Após ser divulgado na segunda-feira (18) vídeo em que traficantes arremessam drogas e celulares pelas muralhas do presídio que aparenta ser o Estabelecimento Penal Jair Ferreira de Carvalho de Segurança Máxima em Campo Grande, a Agepen (Agência Estadual de Administração do Sistema Penitenciário) anunciou que será construída barreiras de contenção para dificultar esse tipo de ação.

De acordo com a Agepen, o recurso para o serviço já foi aprovado e será executado pela Agesul (Agência Estadual de Gestão de Empreendimentos), mas o inicio das obras depende de quando a Penitenciária da Gameleira unidade 2 será ativada, assim será possível a remoção de internos e esvaziamento de parte do presídio para o trabalho ser feito.

Entre as medidas que são tomadas, segundo a agência são as vistorias feitas regularmente nas celas, para identificar e retirar esses objetos, além de raio x corporal para quem adentra e raio-x em esteira para inspeção de objetos. Ainda conforme a Agepen, mesmo com os arremessos, alguns dos materiais são apreendidos antes de chegarem às mãos dos internos.

Sobre o vídeo, apesar da semelhança com o Presídio de Segurança Máxima da Capital não há confirmação se de fato foi feito na unidade da Capital nem quando foi feito, porém a Agepen informou que abriu uma apuração para tentar identificar possíveis envolvidos.

Segundo a Polícia Militar, equipes fazem o policiamento nas imediações do estabelecimento penal durante o dia com ações rápidas. No dia 17 de janeiro, foi flagrada a ação de criminosos arremessando drogas, carregadores e celulares para o interior do presídio e ambos foram contidos. Foram localizados e apreendidos simulacros de armas de fogo.

Sobre a guarda das muralhas, a PM afirma que o serviço é feito pela instituição de forma subsidiária já que a função está em processo de transição para a Agepen, através da Polícia Penal.

Ainda conforme a PM “O policiamento preventivo nas imediações será contínuo, no que se referem às atribuições da PMMS, até que a transição para a Polícia Penal da guarda dos presídios seja concluída.
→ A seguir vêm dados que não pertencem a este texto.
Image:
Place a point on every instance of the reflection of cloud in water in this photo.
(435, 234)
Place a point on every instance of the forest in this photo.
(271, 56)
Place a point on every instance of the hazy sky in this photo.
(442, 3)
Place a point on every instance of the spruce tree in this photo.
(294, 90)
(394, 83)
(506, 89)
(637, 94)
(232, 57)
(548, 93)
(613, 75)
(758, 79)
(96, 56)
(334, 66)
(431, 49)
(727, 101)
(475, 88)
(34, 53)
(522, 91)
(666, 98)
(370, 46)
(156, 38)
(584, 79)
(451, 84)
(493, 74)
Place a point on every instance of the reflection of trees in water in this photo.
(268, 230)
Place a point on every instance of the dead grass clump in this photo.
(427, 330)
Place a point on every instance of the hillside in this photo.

O serviço de Inteligência Policial tem atuado de forma contumaz, para evitar novas ações e a possível identificação dos envolvidos”.

Vídeo- As imagens mostram dois homens chegando próximo a muralha do presídio enquanto uma terceira pessoa grava o vídeo.

“Foi o seu, dentro, eu vi. Foi o outro, um celular, tá indo a maconha, foi, foi. Se vê que 'nós' é malandragem... Quando é a hora nos 'tamo' aqui pra apoiar, meu mano, quando não é, você tá ligado pô", narra o suspeito. Ele em seguida ainda instruiu os comparsas e cita o apelido dos presos para quem estavam sendo lançadas as drogas.

"Lança 'os brau', ei, lanças as maconha. Bateu na grade, foi grade, vai lança, lança, foi o pó dos cara. Foi o outro 'brau', vai, foi seu brau o 'Paulinho', o 'Mengão', tudo na mão em seguida", diz o homem após a dupla arremessar as drogas e saírem do local, tranquilamente.

Em dezembro do ano passado, vídeos gravados por um dos presos mostram o momento em que vários objetos, chamados de pombos, são arremessados para dentro do presídio.